Em agosto, o Ibram reviu para cima sua expectativa de investimentos privados no setor para o período 2010-2014. O que alguns meses antes representava US$ 54 bilhões agora está fixado em US$ 62 bilhões nesse período de cinco anos - mais de US$ 12 bilhões de inversões por ano. No segmento de minério de ferro, serão investidos US$ 39,2 bilhões até 2014 (63% do total). Se comparado ao período anterior (2009-2013) , houve aumento de 32%. Só no caso da Vale, nada menos que 18 grandes projetos entrarão em operação entre 2010 e 2012, o que exigirá recursos da ordem de US$ 26 bilhões.

Roger Downey, presidente da MMX Mineração e Metálicos - mineradora do Grupo EBX do empresário Eike Batista -, está otimista com o aquecimento do mercado de minério de ferro a partir da retomada da demanda mundial. "Por conta das boas perspectivas pela frente, a MMX está investindo em projetos que irão mais que quadruplicar sua produção."

A MMX possui dois sistemas em operação: sistema Sudeste, localizado em Minas Gerais, e sistema Corumbá, no Estado do Mato Grosso do Sul. A mineradora também está presente no Chile, onde adquiriu direitos minerários para a extração de minério de ferro na região do deserto de Atacama.
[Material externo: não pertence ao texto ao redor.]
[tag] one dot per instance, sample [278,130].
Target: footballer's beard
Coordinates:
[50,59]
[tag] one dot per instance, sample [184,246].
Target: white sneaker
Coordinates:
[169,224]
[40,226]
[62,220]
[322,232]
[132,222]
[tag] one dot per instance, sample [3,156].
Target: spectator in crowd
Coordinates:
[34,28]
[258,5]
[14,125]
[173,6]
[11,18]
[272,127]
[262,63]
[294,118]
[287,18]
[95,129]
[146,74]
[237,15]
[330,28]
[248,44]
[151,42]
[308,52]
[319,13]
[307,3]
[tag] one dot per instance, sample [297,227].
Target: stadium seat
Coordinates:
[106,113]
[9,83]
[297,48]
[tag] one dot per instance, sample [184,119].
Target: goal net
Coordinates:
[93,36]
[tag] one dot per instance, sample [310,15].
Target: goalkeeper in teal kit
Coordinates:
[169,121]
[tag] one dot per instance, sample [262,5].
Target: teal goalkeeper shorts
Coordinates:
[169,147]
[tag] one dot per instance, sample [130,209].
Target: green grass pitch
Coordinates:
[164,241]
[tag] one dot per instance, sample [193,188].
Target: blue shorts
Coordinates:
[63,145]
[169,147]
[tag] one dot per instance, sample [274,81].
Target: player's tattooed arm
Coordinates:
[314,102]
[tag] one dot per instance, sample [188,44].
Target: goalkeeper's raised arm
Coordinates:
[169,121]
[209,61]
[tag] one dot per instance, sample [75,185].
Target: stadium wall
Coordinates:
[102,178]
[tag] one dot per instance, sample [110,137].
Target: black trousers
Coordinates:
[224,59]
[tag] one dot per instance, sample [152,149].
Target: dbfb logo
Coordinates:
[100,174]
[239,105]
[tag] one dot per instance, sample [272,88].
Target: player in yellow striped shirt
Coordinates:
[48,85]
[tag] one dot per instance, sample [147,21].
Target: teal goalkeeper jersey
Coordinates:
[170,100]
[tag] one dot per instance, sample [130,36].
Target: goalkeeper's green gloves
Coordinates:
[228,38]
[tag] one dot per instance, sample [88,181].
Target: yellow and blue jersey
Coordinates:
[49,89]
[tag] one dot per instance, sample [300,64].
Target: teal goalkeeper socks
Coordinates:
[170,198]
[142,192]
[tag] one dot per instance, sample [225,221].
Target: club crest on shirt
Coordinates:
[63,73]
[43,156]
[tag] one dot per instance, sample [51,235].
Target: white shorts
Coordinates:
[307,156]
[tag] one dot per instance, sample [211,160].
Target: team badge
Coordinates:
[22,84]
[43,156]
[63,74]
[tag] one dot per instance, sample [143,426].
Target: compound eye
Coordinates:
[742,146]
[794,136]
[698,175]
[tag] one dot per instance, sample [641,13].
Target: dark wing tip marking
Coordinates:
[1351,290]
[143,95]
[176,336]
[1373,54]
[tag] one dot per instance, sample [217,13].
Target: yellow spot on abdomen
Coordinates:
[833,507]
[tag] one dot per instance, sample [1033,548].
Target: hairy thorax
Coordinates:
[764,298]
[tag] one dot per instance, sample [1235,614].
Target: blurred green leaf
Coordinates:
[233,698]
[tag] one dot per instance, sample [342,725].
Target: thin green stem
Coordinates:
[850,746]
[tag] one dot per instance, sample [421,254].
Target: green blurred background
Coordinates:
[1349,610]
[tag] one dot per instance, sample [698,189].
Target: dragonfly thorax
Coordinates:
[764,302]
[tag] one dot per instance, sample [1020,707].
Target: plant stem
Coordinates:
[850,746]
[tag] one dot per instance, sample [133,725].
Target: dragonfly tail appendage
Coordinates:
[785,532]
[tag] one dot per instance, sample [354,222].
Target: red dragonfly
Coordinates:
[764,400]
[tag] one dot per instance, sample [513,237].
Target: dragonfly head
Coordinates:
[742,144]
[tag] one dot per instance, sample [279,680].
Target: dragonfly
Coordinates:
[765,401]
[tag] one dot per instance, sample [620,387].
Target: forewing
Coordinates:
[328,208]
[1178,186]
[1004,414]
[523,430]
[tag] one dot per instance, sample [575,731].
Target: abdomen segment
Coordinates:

Segundo Downey, a produção anual da MMX, em Serra Azul (no quadrilátero ferrífero de Minas Gerais), passará dos atuais 8,7 milhões de toneladas para 26 milhões de toneladas e ainda será desenvolvido, a partir do zero, um projeto greenfield em Bom Sucesso (no Centro-Oeste mineiro), para 10 milhões de toneladas por ano.

Penna diz que até o fim do ano o Ibram deverá fazer uma revisão para cima dos investimentos em função de novos projetos. Esses investimentos estão espalhados por quase todo o país, mas os principais Estados mineradores continuam sendo Minas Gerais, que receberá US$ 24,3 bilhões, ou 39,2% do total (bauxita, alumina, ferro, fosfato, ouro e logística), seguido do Pará, com US$ 23,7 bilhões ou 38,2% do bolo (alumínio, bauxita, manganês, cobre, ferro, níquel e ouro). Em terceiro lugar surge a Bahia como nova fronteira mineral, com US$ 6 bilhões até 2014 (ferro, bauxita, ouro e vanádio).

Tomando como base esses novos investimentos, a produção de minério de ferro, que em 2010 deve atingir 370 milhões de toneladas, dobrará de tamanho em 2014, alcançando 728 milhões de toneladas. A alumina, cuja produção prevista é de 8,9 milhões de toneladas, mais que dobrará, chegando a 18,9 milhões de toneladas em 2014. O cobre, cuja produção deverá ser de 217 mil toneladas em 2010, também terá uma variação positiva de 2,2 vezes em 2014, passando a 475 mil toneladas.

Apesar do alto nível de investimentos em produção e extração, o Brasil aplica poucos recursos na pesquisa mineral. Os brasileiros ficaram em 2009 com apenas 3% (US$ 234 milhões) de todo o investimento mundial em pesquisa (US$ 7,3 bilhões), situando-se bem atrás de países territoriamente menores como o Peru (7% do total de investimentos) e o Chile (5%). Mas essas percentagens enganam, porque a situação é ainda mais grave. O Brasil tem 8,5 milhões de quilômetros quadrados e o Peru, por exemplo, mal passa de 1,1 milhão de quilômetros quadrados. "Considerando-se os investimentos absolutos o Peru aplica US$ 398,8 por quilômetro quadrado, enquanto o Brasil despende minguados US$ 27,4 por quilômetro quadrado", diz Penna, apontando que só 30% do território brasileiro está geologicamente mapeado.